The purpose of validating detection and prevention controls is not simply to evaluate security effectiveness. The goal is to determine which business functions require protection first and which actions will have the greatest impact on reducing business risk.
The same principle applies to security operations. Organizations should also understand which assets and accounts are involved and how the activity could affect business operations. Only then can alerts be interpreted as business impact driven action priorities rather than isolated technical events.
Actions Organizations Can Start Tomorrow
Toward the end of the session, Alevizos outlined several actions organizations can begin immediately.
The first step is identifying three threats that are genuinely relevant to the organization. This does not mean creating a list of every security issue. It means selecting the attack scenarios that deserve the most attention based on industry, business model, and external exposure.
Organizations should then identify the threat actors most likely to execute those attacks and map the flow from initial access through business impact. This may include phishing, account compromise, or exploitation of externally exposed systems. The next step is validating where detection and prevention may fail. Organizations should move beyond confirming that security controls appear in policies, procedures, and checklists. They should test whether those controls actually support detection, prevention, and response during realistic attack scenarios.

Finally, organizations should establish priorities. For each scenario, they should determine what should be addressed first and which actions will have the greatest impact on reducing business risk. Alevizos described these activities as a practical starting point rather than a major strategic initiative.
Most organizations already maintain asset inventories, security control inventories, vulnerability lists, and detection content. Whether those resources are connected to real attack scenarios, business impact, and action priorities is a different question. The starting point highlighted during the session was not the addition of new tools. It was changing the order of the questions being asked. Instead of beginning with "What security controls do we have?", you should ask:
"Which threats can realistically affect our business?"
"What business functions would be affected if those attacks succeeded?"
"What should be addressed first?"
Conclusion
Cyber resilience is not automatically achieved by introducing new security products or launching additional programs. It is demonstrated by understanding what works during a real attack, where failures may occur, and which business functions could be affected.

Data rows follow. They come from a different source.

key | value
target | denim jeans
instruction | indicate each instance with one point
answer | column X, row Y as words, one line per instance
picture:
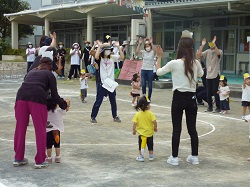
column 184, row 101
column 212, row 88
column 101, row 92
column 147, row 75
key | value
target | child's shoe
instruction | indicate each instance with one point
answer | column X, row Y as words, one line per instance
column 151, row 158
column 49, row 160
column 57, row 159
column 20, row 162
column 140, row 158
column 42, row 165
column 173, row 161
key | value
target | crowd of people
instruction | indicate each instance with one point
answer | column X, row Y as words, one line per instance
column 46, row 63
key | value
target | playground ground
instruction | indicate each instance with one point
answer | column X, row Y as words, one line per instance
column 103, row 154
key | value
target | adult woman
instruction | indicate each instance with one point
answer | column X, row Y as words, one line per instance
column 185, row 70
column 75, row 53
column 147, row 73
column 33, row 102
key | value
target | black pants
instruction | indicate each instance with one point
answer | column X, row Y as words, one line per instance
column 212, row 88
column 74, row 69
column 184, row 101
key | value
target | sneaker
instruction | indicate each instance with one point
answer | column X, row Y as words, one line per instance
column 49, row 160
column 140, row 158
column 173, row 161
column 151, row 158
column 193, row 159
column 42, row 165
column 93, row 120
column 20, row 162
column 117, row 119
column 57, row 159
column 217, row 110
column 209, row 110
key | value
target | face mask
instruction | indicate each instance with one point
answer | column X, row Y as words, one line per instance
column 107, row 52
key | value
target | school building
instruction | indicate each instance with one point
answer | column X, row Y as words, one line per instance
column 164, row 20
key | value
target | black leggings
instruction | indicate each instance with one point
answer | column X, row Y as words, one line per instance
column 184, row 101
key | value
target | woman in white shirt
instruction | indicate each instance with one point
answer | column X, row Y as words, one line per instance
column 75, row 54
column 185, row 70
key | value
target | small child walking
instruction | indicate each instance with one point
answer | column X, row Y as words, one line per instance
column 245, row 100
column 55, row 117
column 224, row 92
column 84, row 85
column 144, row 123
column 136, row 88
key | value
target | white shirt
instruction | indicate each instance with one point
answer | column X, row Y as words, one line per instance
column 223, row 90
column 84, row 83
column 30, row 52
column 75, row 59
column 148, row 60
column 56, row 119
column 246, row 93
column 107, row 67
column 180, row 80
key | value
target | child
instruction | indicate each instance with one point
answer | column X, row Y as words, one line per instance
column 245, row 95
column 84, row 85
column 55, row 117
column 136, row 87
column 144, row 123
column 224, row 92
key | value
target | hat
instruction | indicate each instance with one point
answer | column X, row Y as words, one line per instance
column 187, row 34
column 246, row 75
column 223, row 78
column 211, row 44
column 125, row 42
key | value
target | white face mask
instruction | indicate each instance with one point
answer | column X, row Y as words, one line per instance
column 107, row 52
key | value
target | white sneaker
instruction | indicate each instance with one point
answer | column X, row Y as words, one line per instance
column 140, row 158
column 173, row 161
column 193, row 159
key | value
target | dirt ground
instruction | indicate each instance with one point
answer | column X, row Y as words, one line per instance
column 103, row 154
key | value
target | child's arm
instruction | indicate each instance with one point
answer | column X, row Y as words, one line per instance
column 134, row 129
column 155, row 125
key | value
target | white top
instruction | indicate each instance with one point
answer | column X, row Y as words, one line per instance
column 224, row 90
column 56, row 119
column 30, row 52
column 84, row 83
column 246, row 93
column 148, row 60
column 75, row 59
column 180, row 80
column 212, row 63
column 107, row 67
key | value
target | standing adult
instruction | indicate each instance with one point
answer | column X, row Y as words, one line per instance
column 33, row 102
column 86, row 58
column 75, row 53
column 213, row 57
column 30, row 52
column 61, row 52
column 106, row 70
column 185, row 70
column 147, row 73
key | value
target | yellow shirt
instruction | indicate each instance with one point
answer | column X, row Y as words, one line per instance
column 144, row 123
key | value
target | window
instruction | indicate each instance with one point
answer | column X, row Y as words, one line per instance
column 169, row 40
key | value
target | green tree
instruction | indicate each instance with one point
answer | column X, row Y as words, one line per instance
column 12, row 6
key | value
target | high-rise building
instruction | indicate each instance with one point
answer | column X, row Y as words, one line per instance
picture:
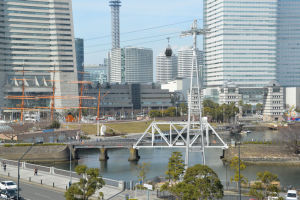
column 131, row 65
column 95, row 73
column 252, row 43
column 79, row 49
column 166, row 66
column 288, row 43
column 185, row 57
column 37, row 36
column 115, row 22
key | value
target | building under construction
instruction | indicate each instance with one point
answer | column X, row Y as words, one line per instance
column 127, row 98
column 36, row 51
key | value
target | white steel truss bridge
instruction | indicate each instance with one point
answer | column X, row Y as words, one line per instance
column 174, row 135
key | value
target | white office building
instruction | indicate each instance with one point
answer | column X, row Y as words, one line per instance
column 185, row 60
column 37, row 36
column 95, row 73
column 166, row 67
column 252, row 43
column 131, row 65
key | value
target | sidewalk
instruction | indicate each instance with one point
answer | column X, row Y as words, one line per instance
column 59, row 182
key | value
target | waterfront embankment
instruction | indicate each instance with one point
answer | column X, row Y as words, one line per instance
column 39, row 153
column 263, row 154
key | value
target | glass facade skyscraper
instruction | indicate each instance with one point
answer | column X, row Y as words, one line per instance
column 252, row 43
column 37, row 36
column 79, row 48
column 288, row 44
column 131, row 65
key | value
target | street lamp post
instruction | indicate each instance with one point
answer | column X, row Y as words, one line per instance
column 70, row 167
column 240, row 192
column 18, row 189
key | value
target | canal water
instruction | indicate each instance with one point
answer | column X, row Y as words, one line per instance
column 118, row 167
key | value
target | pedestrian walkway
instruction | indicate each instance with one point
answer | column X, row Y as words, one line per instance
column 53, row 178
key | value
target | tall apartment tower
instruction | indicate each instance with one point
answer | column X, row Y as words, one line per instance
column 252, row 44
column 166, row 66
column 288, row 43
column 37, row 36
column 79, row 49
column 185, row 56
column 131, row 65
column 115, row 22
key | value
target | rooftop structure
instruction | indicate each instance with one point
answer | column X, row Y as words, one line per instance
column 115, row 22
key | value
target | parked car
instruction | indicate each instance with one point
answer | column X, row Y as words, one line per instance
column 291, row 195
column 9, row 194
column 8, row 185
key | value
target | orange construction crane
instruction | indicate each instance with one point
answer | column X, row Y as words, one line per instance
column 81, row 95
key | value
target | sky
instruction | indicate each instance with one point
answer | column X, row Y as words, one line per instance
column 92, row 22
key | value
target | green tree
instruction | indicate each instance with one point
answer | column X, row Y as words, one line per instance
column 155, row 113
column 170, row 112
column 142, row 171
column 87, row 185
column 175, row 167
column 234, row 165
column 199, row 182
column 259, row 108
column 256, row 191
column 264, row 186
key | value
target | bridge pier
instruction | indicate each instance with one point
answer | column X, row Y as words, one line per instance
column 134, row 154
column 103, row 154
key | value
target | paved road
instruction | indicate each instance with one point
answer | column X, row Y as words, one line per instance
column 36, row 192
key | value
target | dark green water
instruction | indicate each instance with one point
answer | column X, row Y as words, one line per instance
column 118, row 167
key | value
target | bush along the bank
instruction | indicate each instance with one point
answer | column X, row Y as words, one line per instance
column 29, row 144
column 258, row 142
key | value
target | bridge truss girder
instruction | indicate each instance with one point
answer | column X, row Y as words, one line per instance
column 175, row 137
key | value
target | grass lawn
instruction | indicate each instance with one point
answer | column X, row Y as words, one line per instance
column 118, row 128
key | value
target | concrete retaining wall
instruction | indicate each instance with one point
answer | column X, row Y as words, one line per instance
column 37, row 153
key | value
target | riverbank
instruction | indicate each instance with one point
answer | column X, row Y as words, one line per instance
column 272, row 154
column 40, row 153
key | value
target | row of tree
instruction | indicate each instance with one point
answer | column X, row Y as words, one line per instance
column 219, row 113
column 194, row 183
column 170, row 112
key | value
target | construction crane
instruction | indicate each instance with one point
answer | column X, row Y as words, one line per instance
column 99, row 102
column 81, row 95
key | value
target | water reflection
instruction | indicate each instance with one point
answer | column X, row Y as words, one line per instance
column 118, row 166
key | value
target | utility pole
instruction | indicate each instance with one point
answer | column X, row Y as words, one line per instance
column 194, row 32
column 240, row 192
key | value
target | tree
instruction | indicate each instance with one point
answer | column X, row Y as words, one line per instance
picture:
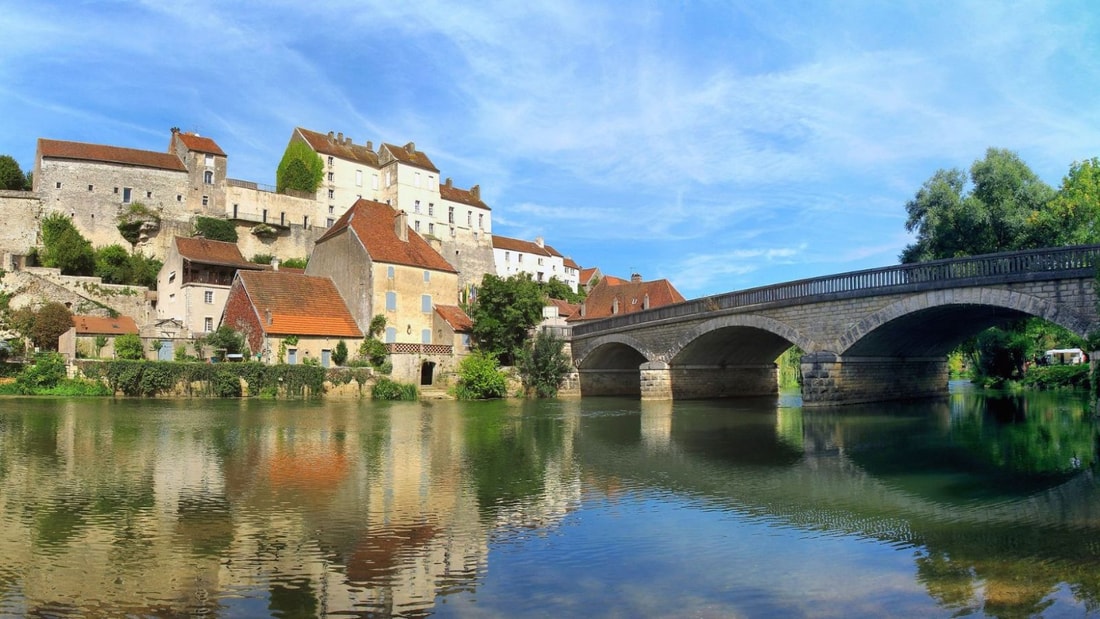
column 44, row 325
column 480, row 378
column 999, row 213
column 505, row 311
column 11, row 176
column 543, row 365
column 300, row 168
column 64, row 246
column 128, row 345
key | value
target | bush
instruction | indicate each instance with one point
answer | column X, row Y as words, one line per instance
column 386, row 389
column 480, row 378
column 543, row 365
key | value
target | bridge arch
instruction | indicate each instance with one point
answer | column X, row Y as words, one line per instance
column 736, row 340
column 932, row 323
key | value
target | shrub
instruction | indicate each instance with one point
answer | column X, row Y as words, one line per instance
column 543, row 365
column 129, row 346
column 480, row 378
column 386, row 389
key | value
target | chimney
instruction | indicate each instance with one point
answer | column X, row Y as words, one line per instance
column 402, row 227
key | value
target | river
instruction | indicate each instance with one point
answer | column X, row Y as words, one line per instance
column 981, row 505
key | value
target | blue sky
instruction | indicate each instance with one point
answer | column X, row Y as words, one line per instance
column 719, row 144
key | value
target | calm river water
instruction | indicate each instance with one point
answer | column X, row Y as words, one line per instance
column 978, row 505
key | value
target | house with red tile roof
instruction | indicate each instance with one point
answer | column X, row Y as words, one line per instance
column 614, row 296
column 80, row 340
column 383, row 267
column 195, row 279
column 513, row 256
column 292, row 313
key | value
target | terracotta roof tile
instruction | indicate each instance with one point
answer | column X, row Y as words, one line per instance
column 373, row 222
column 329, row 145
column 408, row 154
column 458, row 319
column 470, row 197
column 59, row 150
column 99, row 325
column 630, row 297
column 199, row 144
column 518, row 245
column 298, row 305
column 212, row 252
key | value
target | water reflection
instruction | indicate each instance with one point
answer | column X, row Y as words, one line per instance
column 310, row 509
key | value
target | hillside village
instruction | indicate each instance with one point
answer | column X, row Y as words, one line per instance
column 385, row 234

CTI therefore cannot remain an exercise focused solely on collecting more threat information. Organizations should narrow their focus to the threat actors and attack techniques most relevant to their environment, validate defensive effectiveness through approaches such as TiDE, and connect those findings to business impact and action priorities.
This message is closely aligned with the role of an MDR service provider. MDR services detect threats, analyze attacker activity, and support response decisions. The value extends beyond delivering notifications about detected threats. Organizations also need to understand how those threats connect to attack scenarios, which assets and business functions may be affected, and what actions should be prioritized.
The objective is to provide the context needed to determine what should be investigated first and what should be addressed first within limited response windows. The most important question is not "What security capabilities do we have?" The more meaningful questions are:
"What can we verify when an attack occurs?"
"Where could failures occur?"
"What decisions can we make based on that evidence?"
Reducing uncertainty to a level that supports decision making is what turns cyber resilience into something that can be demonstrated and measured.